Liebe, Lust & Leidenschaft

Rufus Beck liest Briefe von Wolfgang Amadeus Mozart an Maria Anna Thekla Mozart, Constanze Mozart und den einzig erhaltenen Brief an Aloysia Mozart.

Anna und Ines Walachowski spielen die vierhändigen Klavierstücke von W.A.Mozart (Klaviersonate C-Dur KV 521, Andante und Variationen KV 501, Auszüge aus „Die Zauberflöte“)

Dass Frauen in Mozarts Leben eine wichtige Rolle gespielt haben, ist nie ein Geheimnis gewesen.

Da ist die liebevolle Mutter, deren Warmherzigkeit und Humor den ruhenden Pol der Familie bilden, und die in einem schlecht beheizten Hinterhofzimmer stirbt, während ihr Sohn in den Pariser Salons konzertiert. Die Schwester Nannerl, die ihr Leben lang im Schatten des berühmten Bruders stand.

Das „Bäsle“, jene Cousine, mit der er den berühmten, erotischen Briefwechsel unterhält.
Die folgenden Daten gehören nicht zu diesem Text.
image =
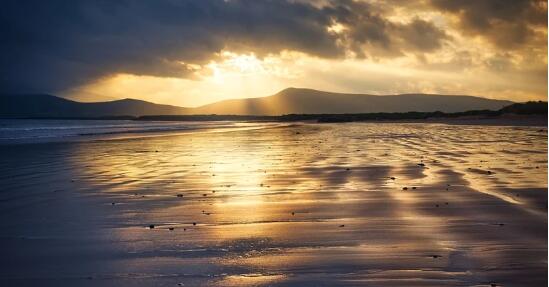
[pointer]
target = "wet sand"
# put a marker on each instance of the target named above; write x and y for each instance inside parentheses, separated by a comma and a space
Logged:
(358, 204)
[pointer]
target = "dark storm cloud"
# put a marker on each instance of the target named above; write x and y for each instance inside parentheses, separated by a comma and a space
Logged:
(507, 24)
(47, 46)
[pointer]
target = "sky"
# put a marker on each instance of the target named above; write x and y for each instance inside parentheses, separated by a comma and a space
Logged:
(191, 53)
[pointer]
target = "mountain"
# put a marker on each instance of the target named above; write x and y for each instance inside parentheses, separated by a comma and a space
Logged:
(288, 101)
(308, 101)
(42, 105)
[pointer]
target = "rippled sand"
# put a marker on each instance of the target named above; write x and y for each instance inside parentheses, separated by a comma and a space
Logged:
(295, 205)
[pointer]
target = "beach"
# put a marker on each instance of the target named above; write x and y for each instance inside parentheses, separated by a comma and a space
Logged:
(287, 204)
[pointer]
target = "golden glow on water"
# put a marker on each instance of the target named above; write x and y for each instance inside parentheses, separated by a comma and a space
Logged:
(276, 201)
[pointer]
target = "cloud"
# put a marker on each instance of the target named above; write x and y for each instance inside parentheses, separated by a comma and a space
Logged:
(49, 46)
(507, 24)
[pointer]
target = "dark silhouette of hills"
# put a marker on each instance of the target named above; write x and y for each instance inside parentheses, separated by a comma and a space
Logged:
(535, 109)
(288, 101)
(48, 106)
(308, 101)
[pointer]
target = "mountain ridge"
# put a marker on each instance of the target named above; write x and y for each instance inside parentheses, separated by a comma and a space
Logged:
(287, 101)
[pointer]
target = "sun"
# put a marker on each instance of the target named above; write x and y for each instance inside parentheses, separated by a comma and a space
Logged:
(243, 63)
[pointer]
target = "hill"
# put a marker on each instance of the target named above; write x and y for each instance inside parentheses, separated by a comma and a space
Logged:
(308, 101)
(288, 101)
(48, 106)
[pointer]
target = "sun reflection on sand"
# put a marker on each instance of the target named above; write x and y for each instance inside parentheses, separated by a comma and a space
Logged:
(263, 205)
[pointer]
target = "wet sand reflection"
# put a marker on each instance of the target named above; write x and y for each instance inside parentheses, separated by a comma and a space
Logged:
(323, 205)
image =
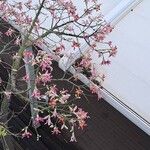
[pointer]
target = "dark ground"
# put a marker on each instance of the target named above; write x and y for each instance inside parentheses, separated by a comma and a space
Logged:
(107, 128)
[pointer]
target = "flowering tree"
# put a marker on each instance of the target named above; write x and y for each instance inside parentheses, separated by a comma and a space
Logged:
(63, 27)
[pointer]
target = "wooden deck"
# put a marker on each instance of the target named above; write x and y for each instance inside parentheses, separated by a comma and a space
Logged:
(107, 129)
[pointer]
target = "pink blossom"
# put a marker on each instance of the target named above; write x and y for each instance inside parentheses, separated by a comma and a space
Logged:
(56, 130)
(26, 78)
(26, 133)
(36, 93)
(53, 102)
(75, 44)
(52, 92)
(17, 41)
(55, 114)
(28, 54)
(73, 138)
(48, 120)
(45, 77)
(64, 97)
(81, 114)
(46, 63)
(82, 124)
(9, 32)
(38, 120)
(8, 94)
(93, 88)
(86, 62)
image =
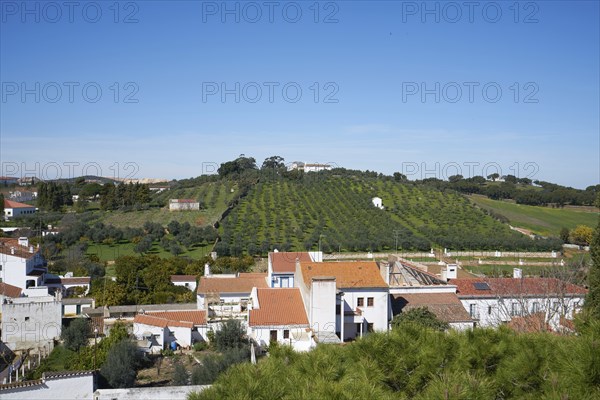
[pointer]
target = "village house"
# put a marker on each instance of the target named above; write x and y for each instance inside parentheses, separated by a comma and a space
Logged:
(13, 209)
(155, 330)
(281, 266)
(494, 301)
(21, 264)
(187, 281)
(343, 299)
(31, 322)
(278, 315)
(227, 294)
(412, 287)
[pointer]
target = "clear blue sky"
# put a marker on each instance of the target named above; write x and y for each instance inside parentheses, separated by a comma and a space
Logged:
(374, 58)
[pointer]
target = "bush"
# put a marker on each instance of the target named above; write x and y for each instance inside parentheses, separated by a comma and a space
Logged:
(121, 363)
(75, 335)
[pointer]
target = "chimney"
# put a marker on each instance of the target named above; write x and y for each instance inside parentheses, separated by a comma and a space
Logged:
(451, 271)
(517, 273)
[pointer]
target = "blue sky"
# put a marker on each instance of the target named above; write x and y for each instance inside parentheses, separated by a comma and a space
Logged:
(402, 86)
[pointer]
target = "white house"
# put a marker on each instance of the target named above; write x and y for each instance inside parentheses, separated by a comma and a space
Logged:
(377, 202)
(21, 264)
(77, 385)
(346, 299)
(188, 281)
(9, 291)
(31, 322)
(184, 205)
(494, 301)
(14, 209)
(413, 287)
(278, 315)
(281, 266)
(228, 292)
(160, 329)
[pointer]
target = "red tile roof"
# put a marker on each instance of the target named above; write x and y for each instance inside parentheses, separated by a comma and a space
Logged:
(278, 307)
(516, 287)
(241, 284)
(15, 204)
(9, 290)
(446, 306)
(285, 262)
(19, 251)
(356, 274)
(183, 278)
(185, 319)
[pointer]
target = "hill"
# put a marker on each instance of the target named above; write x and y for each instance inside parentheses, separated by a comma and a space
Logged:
(544, 221)
(337, 211)
(214, 198)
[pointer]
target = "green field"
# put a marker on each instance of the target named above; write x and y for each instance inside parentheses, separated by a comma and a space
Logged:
(215, 195)
(108, 253)
(338, 213)
(545, 221)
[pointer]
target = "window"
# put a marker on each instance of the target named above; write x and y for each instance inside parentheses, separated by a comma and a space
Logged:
(473, 310)
(515, 309)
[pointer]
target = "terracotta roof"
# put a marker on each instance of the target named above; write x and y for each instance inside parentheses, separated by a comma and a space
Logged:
(515, 287)
(185, 319)
(358, 274)
(286, 261)
(240, 284)
(197, 317)
(76, 280)
(183, 278)
(9, 290)
(530, 323)
(20, 251)
(278, 307)
(446, 306)
(15, 204)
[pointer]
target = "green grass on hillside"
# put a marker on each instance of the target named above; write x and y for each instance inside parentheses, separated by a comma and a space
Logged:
(545, 221)
(296, 215)
(107, 253)
(216, 197)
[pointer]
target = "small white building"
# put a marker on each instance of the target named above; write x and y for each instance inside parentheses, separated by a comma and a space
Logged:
(31, 322)
(160, 329)
(184, 205)
(14, 209)
(228, 292)
(377, 202)
(278, 315)
(21, 264)
(348, 299)
(187, 281)
(281, 267)
(494, 301)
(77, 385)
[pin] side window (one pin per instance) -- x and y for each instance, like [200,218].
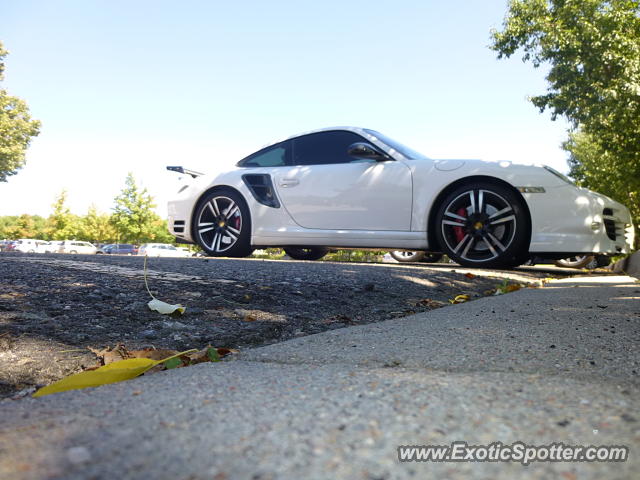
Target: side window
[324,148]
[274,156]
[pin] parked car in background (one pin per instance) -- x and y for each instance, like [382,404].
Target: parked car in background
[118,249]
[50,247]
[76,246]
[161,250]
[6,245]
[27,245]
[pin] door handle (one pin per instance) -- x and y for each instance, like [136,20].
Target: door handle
[289,182]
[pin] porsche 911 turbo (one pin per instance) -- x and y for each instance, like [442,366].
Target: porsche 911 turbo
[352,187]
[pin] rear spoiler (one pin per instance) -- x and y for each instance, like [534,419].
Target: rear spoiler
[185,171]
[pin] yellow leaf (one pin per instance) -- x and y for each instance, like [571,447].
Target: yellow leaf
[460,299]
[165,308]
[111,373]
Und schließlich Constanze:

„Sie ist nicht häßlich, aber auch nichts weniger schön, ihre ganze Schönheit besteht aus zwei kleinen schwarzen Augen und in einem schönen Wachstum. Sie hat keinen Witz, aber gesunden Menschenverstand genug um ihre Pflichten als Frau und Mutter erfüllen zu können“, so beschrieb Wolfgang Constanze in einem Brief an den Vater.

Constanze Weber, die Frau, die mit 20 Jahren Mozart heiratete und ihn mit 29 begraben musste. Als sie 1777 Mozart kennen lernt, ist sie nicht seine erste Wahl. Er verliebte sich in die zwei Jahre ältere Schwester Aloysia, die diese Liebe nicht erwiderte. Erst als Mozart 1781 in Wien wieder auf Constanze trifft, beginnt die Liaison der beiden, die später in die Hochzeit 1782 mündet.